Improving Retrieval Quality

Introduction

The quality of your RAG system is only as good as its retrieval. If you retrieve irrelevant documents, even the best LLM will produce poor answers. This lesson explores techniques to improve retrieval quality: hybrid search, query expansion, and re-ranking.

These aren't just optimizations—they're often the difference between a useful assistant and a frustrating one.

The Limits of Pure Vector Search

Where Vector Search Falls Short

Vector similarity search is powerful, but it has limitations:

Exact Matches:

Query: "error code 404"
Best semantic match: "Client-side errors and troubleshooting"
Actual need: Document mentioning "404" specifically

Semantic search understands meaning but may miss exact terminology.

Rare Terms:

Query: "configure OIDC provider"
Semantic search: Finds general authentication docs
Missed: The one document that specifically mentions "OIDC"

Rare or technical terms may not be well-represented in embeddings.

Boolean Requirements:

Query: "authentication AND NOT OAuth"
Semantic search: Doesn't understand boolean logic

Users sometimes have specific inclusion/exclusion needs.
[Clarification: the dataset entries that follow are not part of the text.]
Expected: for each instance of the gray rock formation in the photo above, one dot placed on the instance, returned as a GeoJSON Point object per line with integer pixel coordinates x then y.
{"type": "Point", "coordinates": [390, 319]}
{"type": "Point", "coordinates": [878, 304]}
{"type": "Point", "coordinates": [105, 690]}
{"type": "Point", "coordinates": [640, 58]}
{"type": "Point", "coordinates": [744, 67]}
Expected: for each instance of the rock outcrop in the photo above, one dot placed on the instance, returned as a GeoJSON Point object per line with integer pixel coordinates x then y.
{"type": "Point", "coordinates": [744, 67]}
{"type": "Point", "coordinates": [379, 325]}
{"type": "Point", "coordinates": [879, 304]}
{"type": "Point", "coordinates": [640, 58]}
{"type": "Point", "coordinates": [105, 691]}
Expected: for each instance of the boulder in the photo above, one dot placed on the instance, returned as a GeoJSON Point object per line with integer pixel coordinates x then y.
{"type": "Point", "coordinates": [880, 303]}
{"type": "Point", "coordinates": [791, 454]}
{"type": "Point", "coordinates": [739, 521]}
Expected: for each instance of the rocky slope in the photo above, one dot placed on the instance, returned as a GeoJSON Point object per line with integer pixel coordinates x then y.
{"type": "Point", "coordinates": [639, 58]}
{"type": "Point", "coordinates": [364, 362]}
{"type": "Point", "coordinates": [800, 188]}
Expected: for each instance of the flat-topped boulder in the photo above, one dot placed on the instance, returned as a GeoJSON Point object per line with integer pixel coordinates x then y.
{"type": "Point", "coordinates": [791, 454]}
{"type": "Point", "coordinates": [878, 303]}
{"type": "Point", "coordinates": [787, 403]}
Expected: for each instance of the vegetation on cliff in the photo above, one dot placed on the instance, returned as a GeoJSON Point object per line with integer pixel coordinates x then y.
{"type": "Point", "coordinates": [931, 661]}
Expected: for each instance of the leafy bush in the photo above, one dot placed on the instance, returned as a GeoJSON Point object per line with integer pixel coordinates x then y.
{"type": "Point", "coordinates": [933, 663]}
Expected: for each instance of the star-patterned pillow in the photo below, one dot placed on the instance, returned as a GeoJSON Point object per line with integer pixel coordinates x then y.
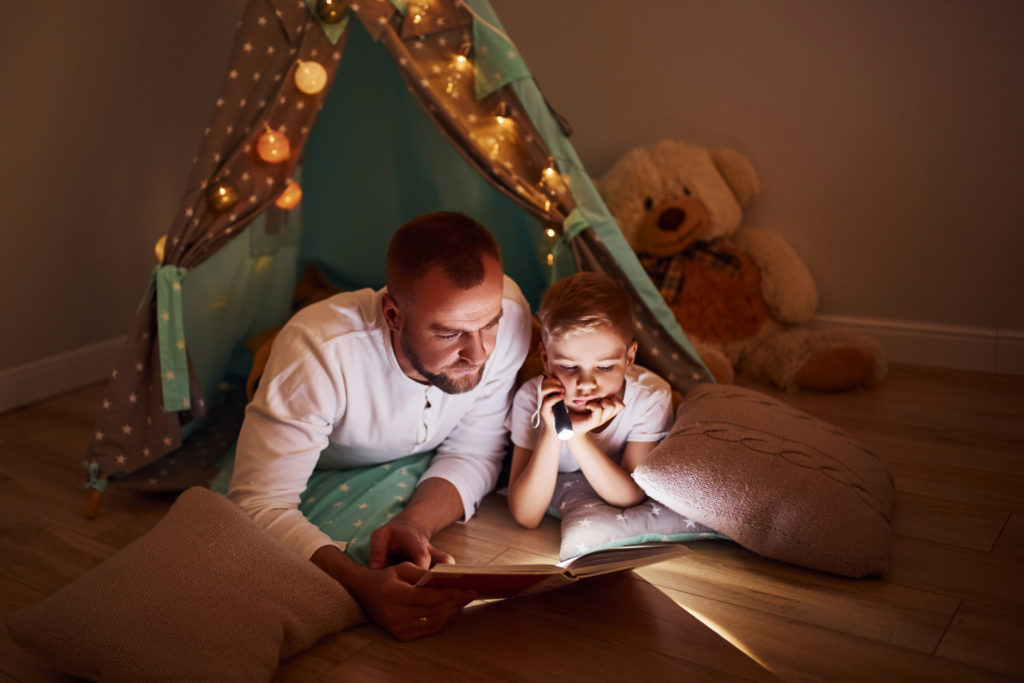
{"type": "Point", "coordinates": [590, 523]}
{"type": "Point", "coordinates": [203, 596]}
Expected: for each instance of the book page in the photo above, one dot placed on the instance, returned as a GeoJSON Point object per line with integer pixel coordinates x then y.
{"type": "Point", "coordinates": [496, 582]}
{"type": "Point", "coordinates": [625, 557]}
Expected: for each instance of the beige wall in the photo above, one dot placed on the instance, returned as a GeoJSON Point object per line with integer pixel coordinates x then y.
{"type": "Point", "coordinates": [887, 135]}
{"type": "Point", "coordinates": [102, 108]}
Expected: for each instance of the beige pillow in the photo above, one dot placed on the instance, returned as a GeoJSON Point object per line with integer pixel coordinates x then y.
{"type": "Point", "coordinates": [204, 596]}
{"type": "Point", "coordinates": [775, 480]}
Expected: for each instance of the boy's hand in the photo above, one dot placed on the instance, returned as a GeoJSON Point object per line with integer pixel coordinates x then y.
{"type": "Point", "coordinates": [601, 412]}
{"type": "Point", "coordinates": [551, 392]}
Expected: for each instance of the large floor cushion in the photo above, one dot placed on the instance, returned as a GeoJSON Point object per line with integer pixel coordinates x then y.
{"type": "Point", "coordinates": [203, 596]}
{"type": "Point", "coordinates": [774, 479]}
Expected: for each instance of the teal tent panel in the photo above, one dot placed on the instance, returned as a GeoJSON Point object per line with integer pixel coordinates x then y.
{"type": "Point", "coordinates": [375, 159]}
{"type": "Point", "coordinates": [244, 288]}
{"type": "Point", "coordinates": [590, 205]}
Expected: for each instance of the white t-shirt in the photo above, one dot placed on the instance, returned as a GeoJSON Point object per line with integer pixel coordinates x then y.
{"type": "Point", "coordinates": [334, 396]}
{"type": "Point", "coordinates": [647, 417]}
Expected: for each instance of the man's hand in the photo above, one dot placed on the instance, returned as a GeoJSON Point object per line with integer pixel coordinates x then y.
{"type": "Point", "coordinates": [434, 505]}
{"type": "Point", "coordinates": [401, 537]}
{"type": "Point", "coordinates": [390, 596]}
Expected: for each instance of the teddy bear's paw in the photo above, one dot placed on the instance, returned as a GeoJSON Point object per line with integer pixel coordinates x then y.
{"type": "Point", "coordinates": [815, 359]}
{"type": "Point", "coordinates": [837, 369]}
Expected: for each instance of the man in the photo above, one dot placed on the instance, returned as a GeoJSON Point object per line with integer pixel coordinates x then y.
{"type": "Point", "coordinates": [369, 377]}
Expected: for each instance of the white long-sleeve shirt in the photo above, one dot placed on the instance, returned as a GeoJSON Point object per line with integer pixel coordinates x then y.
{"type": "Point", "coordinates": [334, 396]}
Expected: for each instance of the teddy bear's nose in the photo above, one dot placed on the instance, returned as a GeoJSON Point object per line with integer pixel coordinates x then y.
{"type": "Point", "coordinates": [671, 219]}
Hybrid Search: The Best of Both Worlds

Combining Vector and Full-Text Search

Hybrid search combines:

Vector similarity: Understands meaning, finds semantically related content
Full-text search (FTS): Matches exact keywords, handles rare terms

PostgreSQL Full-Text Search

Supabase/PostgreSQL has built-in FTS capabilities:

-- Add a full-text search column
ALTER TABLE documents
ADD COLUMN fts_vector tsvector
GENERATED ALWAYS AS (to_tsvector('english', content)) STORED;

-- Index for fast FTS
CREATE INDEX documents_fts_idx ON documents USING gin(fts_vector);

Hybrid Search Function

CREATE OR REPLACE FUNCTION hybrid_search(
  query_text TEXT,
  query_embedding VECTOR(768),
  match_count INT DEFAULT 10,
  full_text_weight FLOAT DEFAULT 0.3,
  semantic_weight FLOAT DEFAULT 0.7
)
RETURNS TABLE (
  id UUID,
  content TEXT,
  source TEXT,
  title TEXT,
  score FLOAT
)
LANGUAGE plpgsql
AS $$
BEGIN
  RETURN QUERY
  WITH semantic_results AS (
    SELECT
      d.id,
      d.content,
      d.source,
      d.title,
      1 - (d.embedding <=> query_embedding) AS semantic_score,
      0::float AS fts_score
    FROM documents d
    ORDER BY d.embedding <=> query_embedding
    LIMIT match_count * 2
  ),
  fts_results AS (
    SELECT
      d.id,
      d.content,
      d.source,
      d.title,
      0::float AS semantic_score,
      ts_rank(d.fts_vector, plainto_tsquery('english', query_text)) AS fts_score
    FROM documents d
    WHERE d.fts_vector @@ plainto_tsquery('english', query_text)
    ORDER BY fts_score DESC
    LIMIT match_count * 2
  ),
  combined AS (
    SELECT
      COALESCE(s.id, f.id) AS id,
      COALESCE(s.content, f.content) AS content,
      COALESCE(s.source, f.source) AS source,
      COALESCE(s.title, f.title) AS title,
      COALESCE(s.semantic_score, 0) AS semantic_score,
      COALESCE(f.fts_score, 0) AS fts_score
    FROM semantic_results s
    FULL OUTER JOIN fts_results f ON s.id = f.id
  )
  SELECT
    c.id,
    c.content,
    c.source,
    c.title,
    (c.semantic_score * semantic_weight + c.fts_score * full_text_weight) AS score
  FROM combined c
  ORDER BY score DESC
  LIMIT match_count;
END;
$$;

Using Hybrid Search

const { data: results } = await supabase.rpc('hybrid_search', {
  query_text: message,
  query_embedding: embedding,
  match_count: 5,
  full_text_weight: 0.3,
  semantic_weight: 0.7
});

When to Adjust Weights

Content Type	Semantic Weight	FTS Weight
Technical docs with jargon	0.5	0.5
Conversational content	0.8	0.2
Code/API references	0.4	0.6
General knowledge	0.7	0.3

Query Expansion

What is Query Expansion?

Query expansion enriches the user's query before retrieval:

Original: "auth setup"
Expanded: "authentication setup, configuration, OAuth, API keys, login"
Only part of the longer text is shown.